London bets on Obama’s TPP free trade agreement backed by Taipei
by Emanuele Scimia

Preliminary negotiations begin at the end of September. British participation brings the trade block to cover 16% of world GDP. Difficult the participation of Taiwanese, opposed by Beijing. Taiwan wants a bilateral trade and investment agreement with the United Kingdom: tepid the Johnson administration, in favour Lord Alton, sanctioned by the Chinese.


Rome (AsiaNews) - At the end of September, the British government will hold the first meeting to negotiate adhesion to the Comprehensive and Progressive Agreement for Trans-Pacific Partnership (CPTPP), the free trade agreement born of the Trans-Pacific Partnership (TPP) wanted by former US President Barack Obama.

Japan, to date the majority stakeholder in the trade pact, announced London’s move yesterday. Initially signed in 2016 by the U.S., with Washington's participation it would have accounted for 40% of world trade. The Obama administration saw it as a soft-power tool to contain China’s growing power but Donald Trump pulled out early in in his presidency.

Tokyo has been working on expanding the CPTPP for some time. Currently, in addition to Japan, members include Australia, Brunei, Canada, Chile, Malaysia, Mexico, New Zealand, Peru, Singapore and Vietnam.

The UK is looking for trade agreements to strengthen its international position post-Brexit. Since London has already signed trade agreements with many CPTPP member countries, its entry into the economic bloc should be relatively quick, most likely in early 2022. British participation would increase the share of global GDP covered by the CPTPP from 13% to 16%.

China, South Korea and Thailand have also expressed interest in this Asia-Pacific free trade area. Taiwan has done the same, but its presence is subject to the exclusion of Beijing, which considers Taipei a "rebel province". The accession of the island to the Cptpp enlarged to Great Britain could spare the British the choice of whether or not to sign a bilateral trade agreement with the Taiwanese - a delicate decision, given Beijing's positions.

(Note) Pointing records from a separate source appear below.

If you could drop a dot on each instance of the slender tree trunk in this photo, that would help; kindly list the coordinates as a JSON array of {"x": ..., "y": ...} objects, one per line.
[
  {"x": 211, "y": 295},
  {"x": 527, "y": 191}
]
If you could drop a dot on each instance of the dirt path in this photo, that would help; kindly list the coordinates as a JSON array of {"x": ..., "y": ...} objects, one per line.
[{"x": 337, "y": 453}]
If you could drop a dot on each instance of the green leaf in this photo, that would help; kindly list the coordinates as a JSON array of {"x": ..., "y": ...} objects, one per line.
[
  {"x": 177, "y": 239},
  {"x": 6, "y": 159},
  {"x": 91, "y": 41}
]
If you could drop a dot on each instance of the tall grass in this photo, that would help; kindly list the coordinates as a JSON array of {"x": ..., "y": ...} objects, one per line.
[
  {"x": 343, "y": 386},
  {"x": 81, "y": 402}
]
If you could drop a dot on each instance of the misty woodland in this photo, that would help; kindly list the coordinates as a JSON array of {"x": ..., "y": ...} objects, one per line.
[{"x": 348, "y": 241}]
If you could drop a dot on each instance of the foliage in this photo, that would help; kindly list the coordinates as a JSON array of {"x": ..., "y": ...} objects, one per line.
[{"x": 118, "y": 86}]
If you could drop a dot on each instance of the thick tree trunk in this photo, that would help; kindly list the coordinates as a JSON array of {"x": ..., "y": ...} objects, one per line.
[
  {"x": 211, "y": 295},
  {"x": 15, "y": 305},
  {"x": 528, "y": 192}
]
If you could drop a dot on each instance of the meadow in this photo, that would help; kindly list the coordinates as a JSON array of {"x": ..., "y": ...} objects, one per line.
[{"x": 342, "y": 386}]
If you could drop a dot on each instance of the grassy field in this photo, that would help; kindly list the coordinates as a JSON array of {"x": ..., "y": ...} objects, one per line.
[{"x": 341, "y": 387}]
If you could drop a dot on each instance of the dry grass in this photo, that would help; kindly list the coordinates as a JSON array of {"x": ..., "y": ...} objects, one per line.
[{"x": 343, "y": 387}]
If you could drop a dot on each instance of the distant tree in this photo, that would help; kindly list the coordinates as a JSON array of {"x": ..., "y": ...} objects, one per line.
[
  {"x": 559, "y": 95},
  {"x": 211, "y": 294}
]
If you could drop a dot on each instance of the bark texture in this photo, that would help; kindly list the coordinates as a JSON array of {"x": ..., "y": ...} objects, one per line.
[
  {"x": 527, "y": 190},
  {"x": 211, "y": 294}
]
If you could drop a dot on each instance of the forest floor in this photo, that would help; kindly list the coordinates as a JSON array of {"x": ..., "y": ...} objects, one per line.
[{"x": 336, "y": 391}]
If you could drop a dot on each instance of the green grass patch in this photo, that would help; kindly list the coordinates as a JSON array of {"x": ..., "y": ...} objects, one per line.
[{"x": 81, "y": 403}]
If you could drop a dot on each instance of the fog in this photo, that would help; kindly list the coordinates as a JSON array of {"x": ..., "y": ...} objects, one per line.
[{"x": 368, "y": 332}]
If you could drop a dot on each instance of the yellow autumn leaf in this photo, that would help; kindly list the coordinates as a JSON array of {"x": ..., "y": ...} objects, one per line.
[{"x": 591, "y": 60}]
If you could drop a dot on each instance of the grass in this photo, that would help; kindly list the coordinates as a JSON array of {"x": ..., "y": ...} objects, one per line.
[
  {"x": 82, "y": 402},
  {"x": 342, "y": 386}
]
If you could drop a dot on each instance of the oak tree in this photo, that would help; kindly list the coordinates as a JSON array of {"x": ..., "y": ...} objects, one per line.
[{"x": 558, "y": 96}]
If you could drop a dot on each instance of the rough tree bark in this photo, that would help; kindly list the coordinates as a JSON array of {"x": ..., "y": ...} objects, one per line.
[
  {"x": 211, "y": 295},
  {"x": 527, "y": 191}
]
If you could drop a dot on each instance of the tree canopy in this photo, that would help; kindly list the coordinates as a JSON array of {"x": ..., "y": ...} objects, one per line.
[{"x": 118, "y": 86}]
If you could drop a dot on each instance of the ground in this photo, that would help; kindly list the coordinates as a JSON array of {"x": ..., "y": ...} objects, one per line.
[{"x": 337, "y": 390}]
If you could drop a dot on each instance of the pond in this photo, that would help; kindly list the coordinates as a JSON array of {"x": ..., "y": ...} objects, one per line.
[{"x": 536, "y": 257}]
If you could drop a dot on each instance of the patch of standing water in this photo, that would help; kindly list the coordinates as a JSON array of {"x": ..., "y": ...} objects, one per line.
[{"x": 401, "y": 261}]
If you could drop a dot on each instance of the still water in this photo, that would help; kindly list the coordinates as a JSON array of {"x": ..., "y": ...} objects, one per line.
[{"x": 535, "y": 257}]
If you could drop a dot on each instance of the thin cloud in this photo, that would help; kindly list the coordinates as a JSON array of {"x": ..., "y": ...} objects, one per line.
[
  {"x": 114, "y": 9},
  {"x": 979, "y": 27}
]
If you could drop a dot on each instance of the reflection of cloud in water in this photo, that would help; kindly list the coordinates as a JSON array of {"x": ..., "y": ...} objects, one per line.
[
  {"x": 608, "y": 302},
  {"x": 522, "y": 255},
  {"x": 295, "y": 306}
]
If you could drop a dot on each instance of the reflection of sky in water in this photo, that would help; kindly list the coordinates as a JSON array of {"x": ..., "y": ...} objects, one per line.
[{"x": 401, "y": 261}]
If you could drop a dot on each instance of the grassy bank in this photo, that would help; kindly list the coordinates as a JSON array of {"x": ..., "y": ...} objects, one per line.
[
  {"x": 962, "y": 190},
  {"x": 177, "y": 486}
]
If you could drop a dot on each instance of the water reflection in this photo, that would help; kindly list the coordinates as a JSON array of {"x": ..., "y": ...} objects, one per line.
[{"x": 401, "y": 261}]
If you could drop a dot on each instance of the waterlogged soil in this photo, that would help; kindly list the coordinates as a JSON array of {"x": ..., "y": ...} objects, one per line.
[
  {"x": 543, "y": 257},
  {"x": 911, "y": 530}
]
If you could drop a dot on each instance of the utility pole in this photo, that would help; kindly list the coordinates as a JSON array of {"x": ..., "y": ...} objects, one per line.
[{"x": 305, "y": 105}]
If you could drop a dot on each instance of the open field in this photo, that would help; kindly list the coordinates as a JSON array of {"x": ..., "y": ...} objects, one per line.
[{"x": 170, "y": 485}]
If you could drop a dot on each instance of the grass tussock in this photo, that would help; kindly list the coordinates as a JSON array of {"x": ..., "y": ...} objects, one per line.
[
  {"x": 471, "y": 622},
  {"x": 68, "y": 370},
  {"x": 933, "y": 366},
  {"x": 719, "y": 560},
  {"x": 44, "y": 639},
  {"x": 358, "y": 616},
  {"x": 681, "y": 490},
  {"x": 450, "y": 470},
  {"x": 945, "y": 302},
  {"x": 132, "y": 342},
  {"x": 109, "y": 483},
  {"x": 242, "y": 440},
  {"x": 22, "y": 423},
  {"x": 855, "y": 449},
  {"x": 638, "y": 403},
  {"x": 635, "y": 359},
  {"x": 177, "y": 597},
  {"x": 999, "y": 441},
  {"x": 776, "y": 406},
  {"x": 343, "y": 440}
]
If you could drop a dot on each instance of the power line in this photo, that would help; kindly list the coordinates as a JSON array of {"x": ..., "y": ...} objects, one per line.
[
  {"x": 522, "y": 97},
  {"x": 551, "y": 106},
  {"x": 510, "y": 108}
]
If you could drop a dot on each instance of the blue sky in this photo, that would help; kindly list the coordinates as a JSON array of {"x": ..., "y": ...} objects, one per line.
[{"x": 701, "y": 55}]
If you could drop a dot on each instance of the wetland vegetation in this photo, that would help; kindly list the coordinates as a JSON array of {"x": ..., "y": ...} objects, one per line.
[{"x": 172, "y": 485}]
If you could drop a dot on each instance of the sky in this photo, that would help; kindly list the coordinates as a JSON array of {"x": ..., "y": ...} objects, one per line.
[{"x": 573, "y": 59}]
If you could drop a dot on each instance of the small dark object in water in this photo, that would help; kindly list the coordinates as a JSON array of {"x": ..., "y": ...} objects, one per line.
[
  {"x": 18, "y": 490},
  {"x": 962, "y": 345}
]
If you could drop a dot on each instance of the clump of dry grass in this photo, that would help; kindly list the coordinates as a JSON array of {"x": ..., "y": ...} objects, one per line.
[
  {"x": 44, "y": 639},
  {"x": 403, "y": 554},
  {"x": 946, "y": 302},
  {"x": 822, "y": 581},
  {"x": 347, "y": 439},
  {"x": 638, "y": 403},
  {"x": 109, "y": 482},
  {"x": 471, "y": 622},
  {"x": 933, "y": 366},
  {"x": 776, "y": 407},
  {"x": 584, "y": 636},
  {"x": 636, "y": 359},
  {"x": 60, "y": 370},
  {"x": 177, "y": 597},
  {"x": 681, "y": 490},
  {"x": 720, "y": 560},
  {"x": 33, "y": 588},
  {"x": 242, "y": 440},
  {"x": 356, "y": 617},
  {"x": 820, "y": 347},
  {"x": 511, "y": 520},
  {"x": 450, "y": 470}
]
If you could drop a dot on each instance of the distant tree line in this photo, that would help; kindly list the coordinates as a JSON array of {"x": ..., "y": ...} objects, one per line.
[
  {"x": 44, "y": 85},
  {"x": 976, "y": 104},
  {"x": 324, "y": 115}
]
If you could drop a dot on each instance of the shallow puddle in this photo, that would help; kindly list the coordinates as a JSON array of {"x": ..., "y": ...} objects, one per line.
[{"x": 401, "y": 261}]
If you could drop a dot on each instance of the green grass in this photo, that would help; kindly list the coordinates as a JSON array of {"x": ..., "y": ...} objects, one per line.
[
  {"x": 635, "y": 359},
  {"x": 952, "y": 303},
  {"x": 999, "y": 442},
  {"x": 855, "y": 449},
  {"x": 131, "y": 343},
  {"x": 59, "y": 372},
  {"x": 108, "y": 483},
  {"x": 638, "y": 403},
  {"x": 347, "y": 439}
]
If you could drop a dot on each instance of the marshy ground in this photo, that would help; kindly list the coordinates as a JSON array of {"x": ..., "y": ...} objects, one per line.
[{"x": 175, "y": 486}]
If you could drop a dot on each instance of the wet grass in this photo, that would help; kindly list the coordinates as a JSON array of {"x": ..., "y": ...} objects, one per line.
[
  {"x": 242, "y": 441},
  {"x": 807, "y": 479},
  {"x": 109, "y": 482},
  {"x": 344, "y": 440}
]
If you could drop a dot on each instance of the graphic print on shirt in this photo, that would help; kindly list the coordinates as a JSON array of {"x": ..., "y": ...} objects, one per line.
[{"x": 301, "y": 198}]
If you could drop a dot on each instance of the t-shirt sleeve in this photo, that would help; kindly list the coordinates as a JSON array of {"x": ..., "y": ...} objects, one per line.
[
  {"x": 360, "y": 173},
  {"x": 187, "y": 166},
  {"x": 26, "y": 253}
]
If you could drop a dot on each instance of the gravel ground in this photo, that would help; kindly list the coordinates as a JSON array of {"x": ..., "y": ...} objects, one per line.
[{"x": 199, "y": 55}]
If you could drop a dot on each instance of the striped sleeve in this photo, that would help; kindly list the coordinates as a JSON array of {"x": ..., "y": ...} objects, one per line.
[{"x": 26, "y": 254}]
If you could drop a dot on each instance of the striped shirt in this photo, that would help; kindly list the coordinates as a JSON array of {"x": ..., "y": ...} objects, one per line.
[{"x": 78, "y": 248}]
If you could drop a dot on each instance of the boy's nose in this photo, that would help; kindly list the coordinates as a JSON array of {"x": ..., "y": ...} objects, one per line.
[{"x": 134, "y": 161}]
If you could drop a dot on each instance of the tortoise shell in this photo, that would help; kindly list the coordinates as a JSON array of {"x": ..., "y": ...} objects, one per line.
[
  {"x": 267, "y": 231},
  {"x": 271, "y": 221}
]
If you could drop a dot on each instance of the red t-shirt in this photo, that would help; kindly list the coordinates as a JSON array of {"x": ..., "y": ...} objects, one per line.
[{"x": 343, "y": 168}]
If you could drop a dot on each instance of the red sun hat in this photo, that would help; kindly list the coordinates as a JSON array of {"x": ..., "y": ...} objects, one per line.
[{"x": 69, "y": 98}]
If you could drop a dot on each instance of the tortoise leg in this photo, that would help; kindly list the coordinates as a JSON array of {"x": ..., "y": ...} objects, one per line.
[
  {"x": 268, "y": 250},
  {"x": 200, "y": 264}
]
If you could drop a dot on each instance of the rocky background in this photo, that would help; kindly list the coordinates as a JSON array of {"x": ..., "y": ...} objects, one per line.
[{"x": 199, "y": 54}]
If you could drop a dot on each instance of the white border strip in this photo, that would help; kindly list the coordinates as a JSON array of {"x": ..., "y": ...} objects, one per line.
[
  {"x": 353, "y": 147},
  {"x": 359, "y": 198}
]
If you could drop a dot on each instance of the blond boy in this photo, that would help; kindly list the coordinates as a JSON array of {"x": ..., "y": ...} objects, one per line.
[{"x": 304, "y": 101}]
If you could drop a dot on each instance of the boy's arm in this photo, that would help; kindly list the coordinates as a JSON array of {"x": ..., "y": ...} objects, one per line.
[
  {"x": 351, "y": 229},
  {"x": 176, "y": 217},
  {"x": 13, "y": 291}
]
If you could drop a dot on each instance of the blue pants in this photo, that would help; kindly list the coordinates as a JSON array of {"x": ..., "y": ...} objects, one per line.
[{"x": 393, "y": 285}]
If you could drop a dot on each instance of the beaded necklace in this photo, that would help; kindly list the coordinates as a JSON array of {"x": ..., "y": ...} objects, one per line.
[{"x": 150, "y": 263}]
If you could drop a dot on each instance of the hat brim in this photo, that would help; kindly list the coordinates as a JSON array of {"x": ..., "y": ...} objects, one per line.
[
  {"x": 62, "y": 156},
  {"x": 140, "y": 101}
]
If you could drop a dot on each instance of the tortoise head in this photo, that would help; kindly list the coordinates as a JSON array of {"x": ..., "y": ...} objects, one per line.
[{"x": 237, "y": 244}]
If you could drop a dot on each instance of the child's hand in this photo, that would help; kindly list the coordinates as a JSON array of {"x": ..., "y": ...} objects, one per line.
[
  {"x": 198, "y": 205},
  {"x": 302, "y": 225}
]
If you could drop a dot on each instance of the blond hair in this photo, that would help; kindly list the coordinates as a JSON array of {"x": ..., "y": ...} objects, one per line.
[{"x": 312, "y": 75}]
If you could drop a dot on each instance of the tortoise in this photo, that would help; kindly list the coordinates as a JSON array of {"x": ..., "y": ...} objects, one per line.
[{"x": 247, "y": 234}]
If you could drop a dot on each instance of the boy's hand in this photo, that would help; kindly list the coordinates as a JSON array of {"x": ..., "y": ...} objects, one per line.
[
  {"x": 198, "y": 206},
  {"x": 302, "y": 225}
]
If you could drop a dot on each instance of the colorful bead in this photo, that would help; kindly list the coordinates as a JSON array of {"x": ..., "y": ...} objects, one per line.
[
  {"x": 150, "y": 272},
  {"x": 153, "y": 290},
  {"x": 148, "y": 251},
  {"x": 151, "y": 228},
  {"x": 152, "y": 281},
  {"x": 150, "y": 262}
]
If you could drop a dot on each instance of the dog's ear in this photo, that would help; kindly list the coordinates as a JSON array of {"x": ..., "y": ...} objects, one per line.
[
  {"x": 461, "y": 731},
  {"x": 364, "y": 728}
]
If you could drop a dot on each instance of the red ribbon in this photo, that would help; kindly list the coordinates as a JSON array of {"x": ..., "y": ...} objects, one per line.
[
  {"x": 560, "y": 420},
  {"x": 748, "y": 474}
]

Taiwan has repeatedly stressed that it wants to conclude a trade and investment agreement with Britain - as well as with the European Union. The British cabinet seems lukewarm on the matter. Asked by AsiaNews if it had taken steps to negotiate a trade and investment pact with Taipei, the British Trade Office said the Johnson administration is "committed to strengthening its rich and wide-ranging trading relationship with Taiwan.” It added that “the UK is working with Taiwan to deepen its relationship, including through the annual trade talks and associated dialogues, ministerial engagement, and through engagements by the prime minister’s trade envoy to Taipei.” "

In 2020, the volume of goods and services traded between the UK and Taiwan came in at £6.1 billion (€7.1 billion). London has not denied being in talks with Taiwan on trade, but is careful to downplay any formal engagement.

Although British Trade Minister Greg Hands has said in the past that "Taiwan is a subject close to my heart," Boris Johnson seems unwilling to open high-level trade talks with Taipei. Indeed, they would jeopardize the already strained relations with China.

Taipei's representative office in the UK has indirectly confirmed the British approach. Taiwan's de facto embassy in London said its government is committed to promote stronger bilateral economic ties with Britain, including the pursuit of a free trade or investment agreement. The two countries have been holding annual ministerial-level talks to build stronger economic ties, but held the latest round (the 23rd) last year.

In the UK, however, there are those pushing for an understanding with Taipei. Lord David Alton is one of them. A member of the House of Lords, he is one of nine British figures sanctioned by China in March - Beijing's response to previous British sanctions against Chinese officials and entities accused of human rights abuses in Xinjiang.

"As [Chinese] threats to Taiwan increase, it is important that the UK acts in concert with its allies in the free world to make it clear to the Chinese Communist Party that its attempts to impose hegemony will be resisted,” said Lord Alton to AsiaNews.